Last week when we ran into Cyd Mullen, who works with jewelry designer Pamela Love, she was on her way to Vogue for a “re-see.” This is not, as it sounds, a chocolate-and-peanut butter treat, but rather an opportunity for editors to have a closer look at the collections they might feature in their magazines. In Pamela Love’s case, Mullen and her assistant – who said traversing the city with heavy metal jewelry made her feel like a knife salesman in designer clothes – went to Condé Nast, laid the jewelry in trays, and walked the editors through collection’s design details and inspiration. It seems like a lot of work after one has gone to the trouble and expense, as Love did, to make a formal presentation at Milk Studios.
“There’s so much detail in the clothes,” said Russo. “You want the editor to be able to take time and see the clothing up close and personal.”

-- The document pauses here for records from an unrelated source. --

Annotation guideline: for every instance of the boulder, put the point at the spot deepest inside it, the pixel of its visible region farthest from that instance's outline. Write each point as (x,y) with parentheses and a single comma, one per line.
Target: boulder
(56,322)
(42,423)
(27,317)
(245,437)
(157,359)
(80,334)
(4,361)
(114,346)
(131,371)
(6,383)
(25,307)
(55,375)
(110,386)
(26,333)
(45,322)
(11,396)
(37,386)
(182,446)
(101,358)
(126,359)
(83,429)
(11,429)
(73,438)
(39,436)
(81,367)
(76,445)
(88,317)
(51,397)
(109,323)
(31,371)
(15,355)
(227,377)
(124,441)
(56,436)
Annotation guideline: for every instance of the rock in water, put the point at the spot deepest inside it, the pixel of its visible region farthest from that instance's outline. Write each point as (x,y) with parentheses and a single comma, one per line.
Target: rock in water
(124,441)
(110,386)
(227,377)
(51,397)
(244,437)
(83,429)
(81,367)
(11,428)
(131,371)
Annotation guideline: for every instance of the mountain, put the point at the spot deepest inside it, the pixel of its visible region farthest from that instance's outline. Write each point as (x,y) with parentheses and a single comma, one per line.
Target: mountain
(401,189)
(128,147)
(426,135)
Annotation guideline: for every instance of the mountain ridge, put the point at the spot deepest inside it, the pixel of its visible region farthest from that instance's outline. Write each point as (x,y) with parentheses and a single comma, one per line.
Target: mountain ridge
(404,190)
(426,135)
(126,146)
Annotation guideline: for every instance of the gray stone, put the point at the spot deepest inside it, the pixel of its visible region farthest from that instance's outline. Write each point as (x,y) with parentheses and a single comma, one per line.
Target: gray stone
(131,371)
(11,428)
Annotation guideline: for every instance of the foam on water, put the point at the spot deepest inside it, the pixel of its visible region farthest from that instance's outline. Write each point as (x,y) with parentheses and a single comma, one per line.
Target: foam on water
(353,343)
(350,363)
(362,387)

Edun staged a traditional runway show this season, which means that editors might have only gotten about 30 seconds to take in each look as models marched the catwalk – hardly enough time to process all the prints, textures, and materials like those pictured here, much less consider where they will fit into a magazine.
Beyond that, said Russo, the collection on the runway is only an edited version of what will be available in Fall 2011 – like a teaser. A re-see at Edun’s showroom (pictured above) gives editors a chance to see the collection in its entirety, after they’ve taken in all the fashion shows for the season. It’s also an opportunity for Russo to learn what magazines’ photo shoots will feature for Fall – whether heavy-duty parkas, feathered embellishments, or primary pops of color, for example.
Re-See (n): It’s a second look, with the benefit of a little more time, perspective, and presumably, rest, than one might have during Fashion Week.